Hari ini santer beredar kabar bahwa Kabareskrim yang baru menjabat sekitar 8 bulan, Komjen Budi Waseso, akan dicopot Presiden. Bahkan konon sejumlah pejabat tinggi secara terselubung mengkonfirmasi berita tersebut. Benarkah demikian? Saya sendiri tidak terlalu tertarik dengan benar tidaknya kabar tersebut. Kalau tidak benar, saya kira Presiden selaku sosok yang paling berkompeten bisa dengan mudah menghentikan polemik dan spekulasi dengan bantahan resmi. Nyatanya tidak. Jadi mudah ditebak artinya kan.

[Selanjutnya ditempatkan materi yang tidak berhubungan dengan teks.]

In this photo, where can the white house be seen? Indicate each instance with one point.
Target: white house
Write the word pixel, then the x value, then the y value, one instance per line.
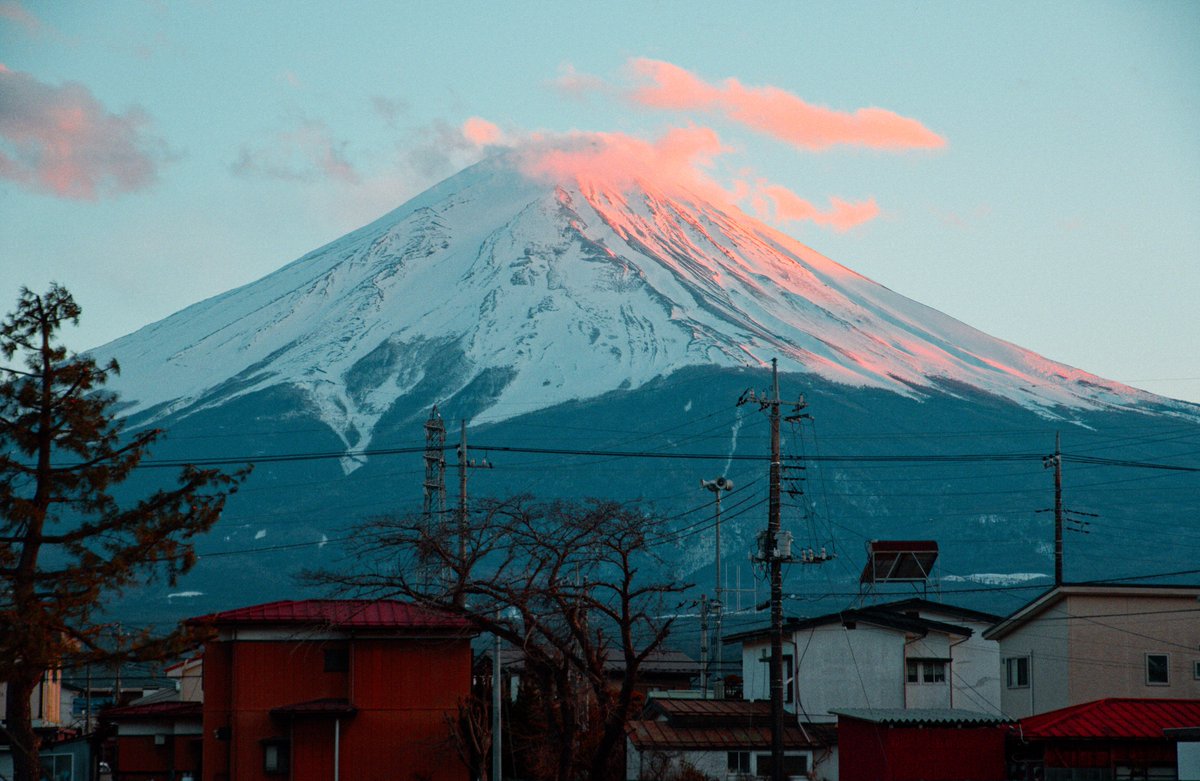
pixel 912 654
pixel 1078 643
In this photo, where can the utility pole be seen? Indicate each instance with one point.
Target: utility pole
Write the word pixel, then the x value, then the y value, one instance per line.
pixel 465 462
pixel 435 466
pixel 1056 462
pixel 703 646
pixel 497 692
pixel 777 588
pixel 717 486
pixel 774 551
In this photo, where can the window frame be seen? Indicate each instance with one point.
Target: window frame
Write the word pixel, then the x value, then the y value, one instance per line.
pixel 925 671
pixel 336 659
pixel 282 749
pixel 1167 668
pixel 1014 667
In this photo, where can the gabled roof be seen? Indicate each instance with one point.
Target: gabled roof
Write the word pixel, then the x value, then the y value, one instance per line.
pixel 166 710
pixel 679 710
pixel 666 737
pixel 336 614
pixel 322 707
pixel 922 716
pixel 1131 719
pixel 876 616
pixel 929 606
pixel 1056 594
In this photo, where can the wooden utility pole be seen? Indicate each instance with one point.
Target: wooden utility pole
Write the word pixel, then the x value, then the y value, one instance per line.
pixel 703 646
pixel 774 552
pixel 1056 462
pixel 775 559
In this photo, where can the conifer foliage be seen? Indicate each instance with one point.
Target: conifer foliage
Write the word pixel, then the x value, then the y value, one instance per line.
pixel 67 545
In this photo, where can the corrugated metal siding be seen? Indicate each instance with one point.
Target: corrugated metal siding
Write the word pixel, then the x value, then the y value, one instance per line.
pixel 1139 719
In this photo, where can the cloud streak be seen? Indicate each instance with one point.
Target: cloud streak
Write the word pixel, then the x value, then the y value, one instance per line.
pixel 775 112
pixel 63 142
pixel 309 152
pixel 841 215
pixel 683 161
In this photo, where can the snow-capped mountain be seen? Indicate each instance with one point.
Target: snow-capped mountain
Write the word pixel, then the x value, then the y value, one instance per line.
pixel 563 289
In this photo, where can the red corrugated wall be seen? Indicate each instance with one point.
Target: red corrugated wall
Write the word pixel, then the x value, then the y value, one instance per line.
pixel 402 691
pixel 876 752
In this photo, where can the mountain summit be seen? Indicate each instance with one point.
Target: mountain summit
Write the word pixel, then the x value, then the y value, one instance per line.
pixel 531 287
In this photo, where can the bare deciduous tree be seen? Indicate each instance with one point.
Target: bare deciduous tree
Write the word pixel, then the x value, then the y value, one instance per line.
pixel 563 582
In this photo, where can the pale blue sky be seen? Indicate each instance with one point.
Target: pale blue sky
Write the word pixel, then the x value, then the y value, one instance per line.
pixel 1063 212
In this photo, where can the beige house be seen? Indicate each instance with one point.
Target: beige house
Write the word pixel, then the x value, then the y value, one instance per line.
pixel 1079 643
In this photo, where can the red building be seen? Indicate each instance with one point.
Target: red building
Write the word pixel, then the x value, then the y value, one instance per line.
pixel 156 738
pixel 1115 738
pixel 919 745
pixel 333 689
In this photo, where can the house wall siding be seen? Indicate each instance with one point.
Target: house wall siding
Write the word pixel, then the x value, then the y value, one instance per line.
pixel 880 752
pixel 1108 654
pixel 1045 644
pixel 402 690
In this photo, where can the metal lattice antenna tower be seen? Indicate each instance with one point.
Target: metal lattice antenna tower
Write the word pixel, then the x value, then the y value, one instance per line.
pixel 435 466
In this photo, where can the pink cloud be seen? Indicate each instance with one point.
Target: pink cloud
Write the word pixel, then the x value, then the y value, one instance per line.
pixel 677 161
pixel 841 215
pixel 481 133
pixel 579 84
pixel 13 11
pixel 778 113
pixel 681 161
pixel 309 152
pixel 64 142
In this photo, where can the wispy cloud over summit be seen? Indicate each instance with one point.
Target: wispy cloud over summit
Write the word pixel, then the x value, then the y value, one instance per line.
pixel 59 139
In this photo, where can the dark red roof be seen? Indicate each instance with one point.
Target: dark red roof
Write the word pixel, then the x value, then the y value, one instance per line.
pixel 663 736
pixel 173 709
pixel 337 614
pixel 324 707
pixel 682 707
pixel 1141 719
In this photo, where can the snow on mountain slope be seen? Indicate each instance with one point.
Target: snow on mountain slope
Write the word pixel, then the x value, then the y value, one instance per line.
pixel 567 289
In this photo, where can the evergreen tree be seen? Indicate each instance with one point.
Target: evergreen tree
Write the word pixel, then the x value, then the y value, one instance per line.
pixel 67 545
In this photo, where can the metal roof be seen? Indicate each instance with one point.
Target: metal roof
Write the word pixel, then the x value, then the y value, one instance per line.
pixel 725 709
pixel 922 716
pixel 1056 594
pixel 1134 719
pixel 899 560
pixel 174 709
pixel 664 736
pixel 879 616
pixel 336 614
pixel 323 707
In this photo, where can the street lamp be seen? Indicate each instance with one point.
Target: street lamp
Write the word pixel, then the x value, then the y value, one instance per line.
pixel 717 486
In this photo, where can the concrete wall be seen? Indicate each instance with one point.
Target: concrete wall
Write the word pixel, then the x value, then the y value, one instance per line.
pixel 1188 757
pixel 839 667
pixel 1108 653
pixel 1044 642
pixel 713 764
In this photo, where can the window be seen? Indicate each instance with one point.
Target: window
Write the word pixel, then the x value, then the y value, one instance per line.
pixel 276 755
pixel 789 676
pixel 925 671
pixel 1158 670
pixel 337 660
pixel 793 764
pixel 1017 672
pixel 58 767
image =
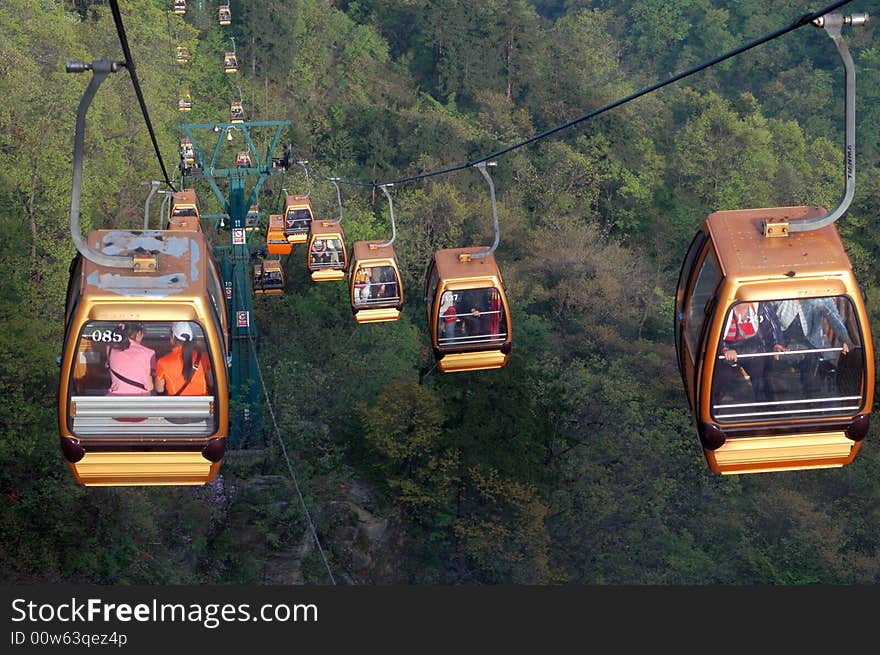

Yang lebih menarik bagi saya adalah penyebabnya. Apa sebenarnya dosa Budi Waseso yang membuatnya tergusur dari posisi super strategis itu?

Kalau soal cerita kriminalisasi pimpinan KPK, dari sejak pencidukan Bambang Wijayanto sampai penetapan Abraham Samad sebagai tersangka, sepertinya nggak mungkin. Meskipun manuver yang dilakukan di hari-hari pertama masa jabatannya tersebut memang mengundang kegaduhan luar biasa, kasus itu sendiri rasanya sudah luar biasa. Saat gaduh-gaduhnya saja Presiden Jokowi tidak mempersoalkan, setidaknya secara terbuka, sepertinya aneh kalau baru sekarang berbuntut.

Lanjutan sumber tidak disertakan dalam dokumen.